Just As I Thought

Getting nauseus

This evening, giving in to my love of cheesy disaster movies, I tuned in to “10.5” on NBC.
Ugh.
From the very beginning I knew this was going to be bad. The opening scenes of a bike courier speeding through the streets of Seattle while everything about him is destroyed was enough to make me wince — why didn’t he stop riding and wait for the shaking to stop? Oh, and, with all the masonry falling about him, how in the hell did he manage to keep riding, unobstructed by debris (or cars)?
Really, really bad.
Then once the movie started in earnest, the sickening shaking continued, but not from seismic activity. Oh, no. The brain trust that made this movie decided, for what I assume are “artistic” purposes, to use a cinema verite style of camera work that makes me sick to my stomach. The camera moves back and forth, and worse — zooms in and out. Constantly. It makes NYPD Blue look like a locked off security camera by comparison.

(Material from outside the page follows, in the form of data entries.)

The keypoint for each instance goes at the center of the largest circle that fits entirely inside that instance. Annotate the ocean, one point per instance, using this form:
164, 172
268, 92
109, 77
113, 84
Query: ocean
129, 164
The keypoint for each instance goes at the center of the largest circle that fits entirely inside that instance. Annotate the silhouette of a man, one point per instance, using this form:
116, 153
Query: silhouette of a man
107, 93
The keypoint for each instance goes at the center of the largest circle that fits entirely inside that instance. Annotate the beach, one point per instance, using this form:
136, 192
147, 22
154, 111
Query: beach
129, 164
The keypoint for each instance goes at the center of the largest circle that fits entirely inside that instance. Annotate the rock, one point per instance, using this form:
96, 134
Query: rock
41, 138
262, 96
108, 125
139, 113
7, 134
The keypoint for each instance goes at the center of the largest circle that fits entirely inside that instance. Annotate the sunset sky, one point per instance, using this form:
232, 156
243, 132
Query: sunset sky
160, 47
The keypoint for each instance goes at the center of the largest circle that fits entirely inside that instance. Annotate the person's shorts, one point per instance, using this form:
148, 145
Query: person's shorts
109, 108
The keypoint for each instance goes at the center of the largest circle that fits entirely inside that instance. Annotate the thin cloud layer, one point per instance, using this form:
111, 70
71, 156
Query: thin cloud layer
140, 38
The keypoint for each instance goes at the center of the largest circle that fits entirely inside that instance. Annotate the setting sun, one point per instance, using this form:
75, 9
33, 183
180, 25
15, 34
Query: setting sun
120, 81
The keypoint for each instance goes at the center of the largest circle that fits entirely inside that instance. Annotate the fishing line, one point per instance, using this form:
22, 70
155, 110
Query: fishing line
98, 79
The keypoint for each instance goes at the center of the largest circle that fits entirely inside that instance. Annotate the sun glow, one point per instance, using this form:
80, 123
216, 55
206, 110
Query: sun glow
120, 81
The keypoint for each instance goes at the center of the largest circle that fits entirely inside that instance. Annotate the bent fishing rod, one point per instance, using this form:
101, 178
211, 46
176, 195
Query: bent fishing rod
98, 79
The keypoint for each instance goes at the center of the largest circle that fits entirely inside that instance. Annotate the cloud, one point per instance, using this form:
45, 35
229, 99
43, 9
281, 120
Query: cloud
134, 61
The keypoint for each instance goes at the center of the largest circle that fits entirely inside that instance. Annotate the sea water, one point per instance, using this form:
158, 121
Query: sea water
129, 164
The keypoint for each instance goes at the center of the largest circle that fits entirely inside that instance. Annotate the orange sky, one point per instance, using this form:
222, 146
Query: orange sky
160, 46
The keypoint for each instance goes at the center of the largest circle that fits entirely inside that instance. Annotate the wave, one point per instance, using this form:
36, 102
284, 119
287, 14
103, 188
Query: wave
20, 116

And does anyone really believe that the USGS has stylish computers that give live readouts of earthquake magnitudes as they happen? And the magnitude, as far as I know, doesn’t increase the longer the quake rumbles.

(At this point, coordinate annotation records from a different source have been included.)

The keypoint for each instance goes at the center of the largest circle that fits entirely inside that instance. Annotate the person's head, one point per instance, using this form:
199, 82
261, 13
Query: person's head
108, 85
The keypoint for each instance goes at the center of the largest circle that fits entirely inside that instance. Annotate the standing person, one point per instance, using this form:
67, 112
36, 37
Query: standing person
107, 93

Well, it’s only TV. There’s no basis in science.
Oh, and it is telling that this over-hyped miniseries with all it’s pricey (yet still unconvincing) special effects is not even presented in high definition. Guess they realized it had no chance of an airing again in the future, so why bother?
It didn’t take me long to change the channel, and I found a fascinating documentary (in high def, of course) on PBS, detailing the rise of communications technology from telegraph wires to fiber optics. It was fascinating to learn how fiber was invented and how it works. Physics is cool. I guess some TV has a scientific basis, eh?